Adults with prediabetes or type 2 diabetes can only be prescribed Wegovy and Saxenda within specialist weight management services. GLP-1 medications like Wegovy may help women manage polycystic ovary syndrome (PCOS), a hormonal condition linked to symptoms such as acne, excessive hair growth, weight gain and fertility issues. ATP measurement (Cell Titre Glow, Promega) on GLUTag cells in response to glucose (5.6 mmol l−1) was performed in the same condition as GLP-1 secretion assays according to the manufacturer’s protocol and luciferase activity was measured using Viktor apparatus (PerkinElmer). In some experiments, cells were deprived of glucose by a 12 h incubation in glucose-free medium (DMEM GLUTamax, Cat.

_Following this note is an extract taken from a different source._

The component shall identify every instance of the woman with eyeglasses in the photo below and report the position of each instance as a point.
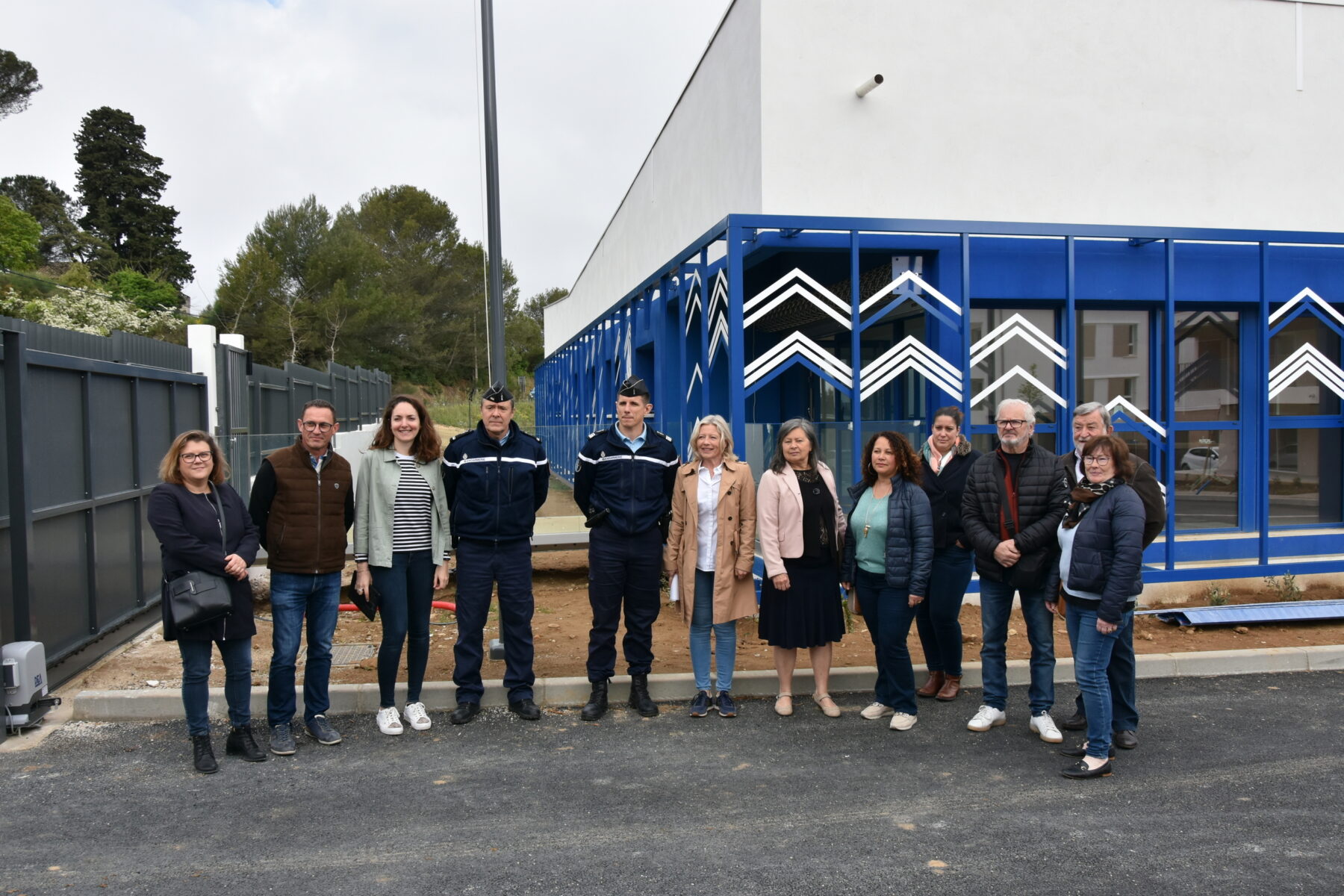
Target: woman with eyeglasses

After treatment, GLUTag cells were starved for 30 min in glucose-free Krebs/phosphate buffer (NaCl (120 mmol l−1), KCl (5 mmol l−1), MgCl2 (0.25 mmol l−1), CaCl2 (0.5 mmol l−1) and NaHCO3 (2.2 mmol l−1), pH 7.2) supplemented with diprotin A (100 μmol l−1) and 0.2% BSA. GlutaMAX-1 medium (Cat. No. 21885-025, Invitrogen) with glucose (5.6 mmol l−1), sodium pyruvate (1 mmol l−1) and supplemented with 0.2% BSA containing TβMCA (100 μmol l−1), CDCA (100 μmol l−1) or GW4064 (5 μmol l−1) during 24 h unless specified. The cell supernatants were then transferred into ice-cold microtubes containing an equal volume of diprotin A (100 μmol l−1) in Krebs buffer and centrifuged at 1,500g, 4 °C for 5 min.



Cells were incubated in DMEM containing 0.1% bovine serum albumin (BSA) at 37˚C for two days, and the medium was replaced with medium containing indicated concentrations of metformin. Other chemicals included adenosine 5′-diphosphate sodium salt (ADP), fatty acid-free bovine serum albumin (BSA), carbonyl cyanide 4-(trifluoromethoxy) phenylhydrazone (FCCP), oligomycin, antimycin A, rotenone, and succinic acid. The last 8 cm of the small intestine, corresponding to the ileum, was placed in cold Hank’s Balance Salt Solution (HBSS, Lonza) containing 2% horse serum (Life Technologies). GlutaMAX-1 medium (Cat. No. 21885-025, Invitrogen) containing glucose (5.6 mmol l−1), sodium pyruvate (1 mmol l−1) and supplemented with 10% FBS. GlutaMAX-1 (catalogue (Cat.) No. 61870-010, Life Technologies) containing glucose (11 mmol l−1), sodium pyruvate (1 mmol l−1) and supplemented with 10% FBS (Life Technologies) and ColonBroom GLP-1 formula penicillin/streptomycin (10,000 U l−1 per 10 mg l−1) in a 37 °C, 5% CO2 controlled atmosphere. No. 11966-025), supplemented with 1% glutamine, sodium pyruvate (1 mmol l−1), 0.2% BSA and sodium lactate (10 mmol l−1) before FXR activation in either lactate (10 mmol l−1)-, glucose (5.6 mmol l−1)- or 2-deoxyglucose (5.6 mmol l−1)-containing medium. GLP-1 content in culture medium was measured as described below.